Reviews

Zombie Reddy Movie Review: This Teja Sajja And Anandhi Starrer Is Uneven But Funny

Zombie Reddy is a middle-of-the-road experiment that ticks many boxes. And in spite of this being an unexplored genre in Telugu cinema, Prasanth Varma makes very few mistakes.

Karthik Keramalu

Director: Prasanth Varma

Cast: Anandhi, Teja Sajja, Keshav Deepak

When two friends at a chai shop think the Prime Minister is delivering a speech about Corona beer instead of the coronavirus, it's not just hilarious, it's a hat-tip to all the memes doing the rounds for almost a year now, and our collective dilemmas. 

Although the film begins with the perfect setup to make the current pandemic an integral part of the story, Zombie Reddy doesn't take it seriously, beyond mentioning it in some places and making a character wear a mask throughout the run-time.

Director Prasanth Varma clearly hasn't made a film revolving around the pandemic. He has, however, incorporated many elements from our socially-distanced world in his work that involves two feuding families. He even goes to the extent of including all the Rayalaseema tropes — flying machetes, ragi balls, chicken curry, and crude bombs in the two-hour comedy drama. While some of them are made the object of ridicule, others help move the story forward.

Caste, as such, isn't a subject matter the filmmaker dwells on, since all characters seem to belong to the same community. But every time Nandini Reddy (Anandhi) takes control of a situation, somebody from the background shouts, "Seema Bidda," with a smile. It's a statement that means women from the Seema region aren't afraid of violence. 

Remarks of this kind keep popping up until the third act, and that's where all the fun ends, sadly. It morphs into a different kind of film after the boiling point. Imagine a 90s' devotional drama without a song full of fervour in the climax!
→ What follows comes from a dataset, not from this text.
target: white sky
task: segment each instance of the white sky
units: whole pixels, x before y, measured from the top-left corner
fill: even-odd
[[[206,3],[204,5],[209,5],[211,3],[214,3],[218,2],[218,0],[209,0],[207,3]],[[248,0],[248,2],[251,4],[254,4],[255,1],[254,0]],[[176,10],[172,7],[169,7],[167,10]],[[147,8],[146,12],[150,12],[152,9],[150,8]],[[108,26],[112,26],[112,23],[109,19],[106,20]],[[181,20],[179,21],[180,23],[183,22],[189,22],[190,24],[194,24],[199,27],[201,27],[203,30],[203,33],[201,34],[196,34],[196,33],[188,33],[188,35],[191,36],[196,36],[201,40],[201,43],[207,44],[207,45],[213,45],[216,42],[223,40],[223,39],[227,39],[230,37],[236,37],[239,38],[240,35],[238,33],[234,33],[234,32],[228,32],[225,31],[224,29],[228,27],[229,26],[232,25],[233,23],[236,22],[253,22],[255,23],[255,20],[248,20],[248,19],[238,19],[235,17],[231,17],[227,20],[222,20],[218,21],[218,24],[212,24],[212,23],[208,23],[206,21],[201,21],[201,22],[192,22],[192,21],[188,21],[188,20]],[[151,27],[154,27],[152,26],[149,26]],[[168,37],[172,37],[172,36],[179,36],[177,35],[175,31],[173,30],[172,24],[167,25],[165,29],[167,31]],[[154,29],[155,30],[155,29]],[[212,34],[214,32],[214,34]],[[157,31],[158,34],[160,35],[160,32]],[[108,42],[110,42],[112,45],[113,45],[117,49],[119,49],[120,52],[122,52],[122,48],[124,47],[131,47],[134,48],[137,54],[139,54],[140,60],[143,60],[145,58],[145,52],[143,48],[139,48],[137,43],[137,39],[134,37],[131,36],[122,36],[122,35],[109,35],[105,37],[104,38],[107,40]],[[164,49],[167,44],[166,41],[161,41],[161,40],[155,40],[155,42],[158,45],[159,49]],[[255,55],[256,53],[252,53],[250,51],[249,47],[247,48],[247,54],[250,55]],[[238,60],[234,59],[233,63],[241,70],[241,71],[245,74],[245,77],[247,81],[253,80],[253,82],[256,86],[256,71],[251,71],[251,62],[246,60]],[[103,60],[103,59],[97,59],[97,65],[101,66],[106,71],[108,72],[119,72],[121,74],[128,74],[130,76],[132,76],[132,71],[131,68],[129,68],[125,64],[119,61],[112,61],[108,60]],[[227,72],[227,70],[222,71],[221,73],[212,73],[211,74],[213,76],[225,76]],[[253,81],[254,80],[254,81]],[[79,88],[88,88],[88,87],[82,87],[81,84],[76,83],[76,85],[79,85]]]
Varma has a tendency to humanise mythologies, especially The Ramayana and The Mahabharata. His earlier movies Awe (2018) and Kalki (2019) were narrated through the lenses of the epics too. Here, he doesn't get much room to do that, because the zombies are mindless creatures who simply walk with a limp and grunt unceasingly. What can he possibly do with these crazy, half-dead people anyway? But he still brings in Hanuman via a sticker and the gadha (Hanuman's weapon) to make Mario (Teja Sajja) fight against the zombies.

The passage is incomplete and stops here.